Il percorso attraverso il valico è stato chiamato nel tempo con vari nomi, da quello più comune di via “romea” a strada “lombarda” o “pellegrina”, a strada “antica delle gallie”, via “francigena” ed infine “strada reale”.

Gli uomini che dietro lauti compensi provvedevano al trasporto di persone e materiali, utilizzando rudimentali portantine e muli, venivano chiamati “MARRONS” e sia da Novalesa che da Lanslebourg, accompagnavano i viandanti attraverso il valico, la salita era sempre molto faticosa e durava parecchie ore di marcia, ma la discesa era veloce ed inebriante, in inverno bastavano anche solo 10 minuti per scendere dal colle a Lanslebourg, ma occorreva avere coraggio per sedere sulle “RAMASSES”, rozze e robuste slitte, una sorta di taboga di altri tempi, il nome deriva dal fatto che anticamente queste slitte erano semplicemente dei fasci di rami.

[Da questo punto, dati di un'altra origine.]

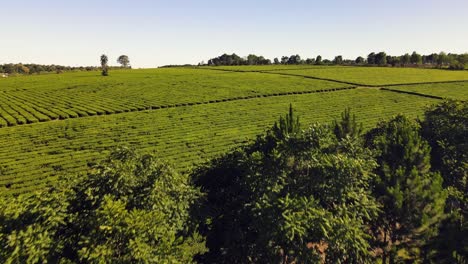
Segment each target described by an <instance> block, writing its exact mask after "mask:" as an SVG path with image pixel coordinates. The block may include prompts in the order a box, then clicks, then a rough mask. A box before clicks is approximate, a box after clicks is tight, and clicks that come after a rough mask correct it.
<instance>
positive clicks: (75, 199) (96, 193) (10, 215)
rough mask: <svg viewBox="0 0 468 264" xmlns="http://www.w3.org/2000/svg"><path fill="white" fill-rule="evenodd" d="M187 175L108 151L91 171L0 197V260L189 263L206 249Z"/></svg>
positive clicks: (41, 261) (14, 262) (168, 168)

A Novalesa come a Lanslebourg, posti di partenza della traversata, tra il XVI ed il XVIII secolo vi fu un rifiorire di alberghi, locande e taverne dove il viaggiatore poteva fermarsi per attendere il momento migliore per la traversata. E nondimeno si potevano trovare esperti “carrozzieri” che smontavano e rimontavano le carrozze per permettere il trasporto, a dorso di mulo, attraverso il valico.